Organización territorial y económica del Al-Ándalus

En la época del Emirato y, sobre todo, del Califato, el territorio se organizó en seis grandes regiones (nabiya), tres interiores y tres fronterizas, todas con sus respectivas coras. Las demarcaciones o regiones interiores eran: Al-Gharb, que abarcaba la actual provincia de Huelva y el sur de Portugal; Al-Mawsat o tierras del centro, que se extendía por los valles del Guadalquivir y del Genil, más las zonas montañosas de Andalucía y el sur de la meseta; es decir, la antigua Bética; y Al-Sharq o tierra de oriente, que abarcaba el arco mediterráneo, desde la actual provincia de Murcia hasta Tortosa. Entre estas demarcaciones y los reinos cristianos se situaban las tres Marcas: al-Tagr al-Ala o Marca Superior (Zaragoza); al-Tagr al-Awsat o Marca Media (Toledo); y la al-Tagr al-Adna o Marca Inferior (Mérida). Estas Marcas se mantuvieron hasta la aparición de los Reinos de Taifas….

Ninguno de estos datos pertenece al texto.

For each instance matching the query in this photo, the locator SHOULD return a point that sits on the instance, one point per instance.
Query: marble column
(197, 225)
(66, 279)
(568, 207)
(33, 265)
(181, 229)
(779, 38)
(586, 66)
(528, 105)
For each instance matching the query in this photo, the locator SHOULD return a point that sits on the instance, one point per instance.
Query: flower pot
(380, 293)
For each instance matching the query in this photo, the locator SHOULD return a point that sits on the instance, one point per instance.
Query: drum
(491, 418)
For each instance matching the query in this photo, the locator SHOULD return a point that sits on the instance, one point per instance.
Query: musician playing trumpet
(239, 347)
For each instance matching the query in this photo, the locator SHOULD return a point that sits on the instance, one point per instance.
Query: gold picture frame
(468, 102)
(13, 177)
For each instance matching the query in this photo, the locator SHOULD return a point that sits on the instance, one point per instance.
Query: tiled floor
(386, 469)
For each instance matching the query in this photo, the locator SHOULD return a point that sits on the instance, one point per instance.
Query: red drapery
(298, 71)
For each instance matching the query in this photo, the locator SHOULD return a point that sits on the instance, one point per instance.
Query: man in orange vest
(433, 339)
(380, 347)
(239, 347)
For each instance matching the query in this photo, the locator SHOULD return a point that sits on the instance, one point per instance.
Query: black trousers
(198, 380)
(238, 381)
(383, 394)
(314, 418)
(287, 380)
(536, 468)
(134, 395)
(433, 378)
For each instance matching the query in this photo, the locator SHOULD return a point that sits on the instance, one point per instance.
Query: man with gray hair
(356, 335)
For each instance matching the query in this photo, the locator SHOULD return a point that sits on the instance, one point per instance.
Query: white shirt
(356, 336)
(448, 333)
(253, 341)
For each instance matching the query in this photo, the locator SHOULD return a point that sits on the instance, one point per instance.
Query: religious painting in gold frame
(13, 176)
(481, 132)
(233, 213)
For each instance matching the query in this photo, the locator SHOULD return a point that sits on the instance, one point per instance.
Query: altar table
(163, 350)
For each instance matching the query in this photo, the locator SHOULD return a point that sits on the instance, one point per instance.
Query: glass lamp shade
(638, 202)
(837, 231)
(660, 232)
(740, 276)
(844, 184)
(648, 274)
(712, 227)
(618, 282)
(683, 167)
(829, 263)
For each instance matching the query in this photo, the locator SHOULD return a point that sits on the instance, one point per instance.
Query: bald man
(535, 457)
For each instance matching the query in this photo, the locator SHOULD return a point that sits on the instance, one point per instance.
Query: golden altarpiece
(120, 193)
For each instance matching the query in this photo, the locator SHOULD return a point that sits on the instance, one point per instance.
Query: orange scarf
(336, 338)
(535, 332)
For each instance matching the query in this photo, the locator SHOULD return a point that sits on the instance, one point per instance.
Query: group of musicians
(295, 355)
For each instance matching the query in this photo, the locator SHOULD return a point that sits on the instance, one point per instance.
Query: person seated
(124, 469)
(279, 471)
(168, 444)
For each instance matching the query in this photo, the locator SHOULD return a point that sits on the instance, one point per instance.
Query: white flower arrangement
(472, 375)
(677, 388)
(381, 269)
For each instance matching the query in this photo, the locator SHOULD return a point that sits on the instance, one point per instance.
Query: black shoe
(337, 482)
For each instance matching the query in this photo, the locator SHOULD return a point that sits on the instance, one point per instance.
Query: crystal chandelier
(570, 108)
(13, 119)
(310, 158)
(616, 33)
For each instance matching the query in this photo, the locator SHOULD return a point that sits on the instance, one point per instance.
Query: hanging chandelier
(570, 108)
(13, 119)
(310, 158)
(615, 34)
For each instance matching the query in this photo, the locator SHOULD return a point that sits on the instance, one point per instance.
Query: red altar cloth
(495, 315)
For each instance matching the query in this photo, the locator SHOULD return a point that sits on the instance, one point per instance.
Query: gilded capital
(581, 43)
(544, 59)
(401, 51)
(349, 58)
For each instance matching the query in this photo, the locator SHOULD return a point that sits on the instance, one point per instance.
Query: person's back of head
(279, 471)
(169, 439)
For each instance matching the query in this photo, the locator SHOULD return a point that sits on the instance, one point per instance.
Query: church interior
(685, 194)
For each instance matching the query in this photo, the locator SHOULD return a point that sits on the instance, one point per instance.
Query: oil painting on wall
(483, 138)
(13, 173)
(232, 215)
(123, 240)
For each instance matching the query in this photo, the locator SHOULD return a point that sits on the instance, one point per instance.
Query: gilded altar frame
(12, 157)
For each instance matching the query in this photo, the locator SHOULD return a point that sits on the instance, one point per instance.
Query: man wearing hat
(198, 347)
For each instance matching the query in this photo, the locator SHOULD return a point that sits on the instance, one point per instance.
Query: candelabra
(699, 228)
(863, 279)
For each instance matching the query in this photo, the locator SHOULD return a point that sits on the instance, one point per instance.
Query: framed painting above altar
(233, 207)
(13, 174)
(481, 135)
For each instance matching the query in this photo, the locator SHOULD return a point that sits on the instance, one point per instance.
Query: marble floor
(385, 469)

Organización territorial y económica del Al-Ándalus

Cada Cora tenía atribuido un territorio con una capital, en la que residía un walí o gobernador, que habitaba en la parte fortificada de la ciudad, o alcazaba. En cada Cora había también un cadí o juez. Las “Marcas” o “thugur” (plural de thagr), en cambio, tenían a su frente un jefe militar llamado qa’id, cuya autoridad se superponía a las autoridades de las coras incluidas en la marca. Algunos autores consideran que las coras son herederas de las anteriores demarcaciones béticas. La demarcación suponía el ejercicio de determinados poderes políticos, administrativos, militares, económicos y judiciales. La Cora, como demarcación base, se usó prácticamente durante toda la existencia de al-Ándalus, aunque sólo se dispone de información completa en la época del Califato de Córdoba. Algunos autores cifran en 40 el número total de coras que llegó a haber en al-Ándalus, y otras fuentes establecen que su número, excluidas las pertenecientes a alguna de las Marcas, rondaría las 21-23 demarcaciones. Las Coras, a su vez, estaban divididas en demarcaciones menores, llamadas iqlim, que eran unidades de carácter económico-administrativo, cada una de ellas con un pueblo o castillo como cabecera. En los primeros tiempos de la colonización musulmana, dentro de cada Cora se establecieron los poblados en torno a castillos, denominados “hisn” (“husûn”, en plural), que actuaban como centros organizativos y defensores de un cierto ámbito territorial, denominado “Yûz” (“Ayzâ”, en plural). Esta estructura administrativa se mantiene invariable hasta el siglo X, en que los distritos se modifican, aumentando mucho su tamaño, denominándose “aqâlîm” (“iqlîm”, en singular). En otros momentos históricos, la organización en Coras se sustituyó por otro tipo de demarcaciones, como la Taha, propia del Reino Nazarí de Granada.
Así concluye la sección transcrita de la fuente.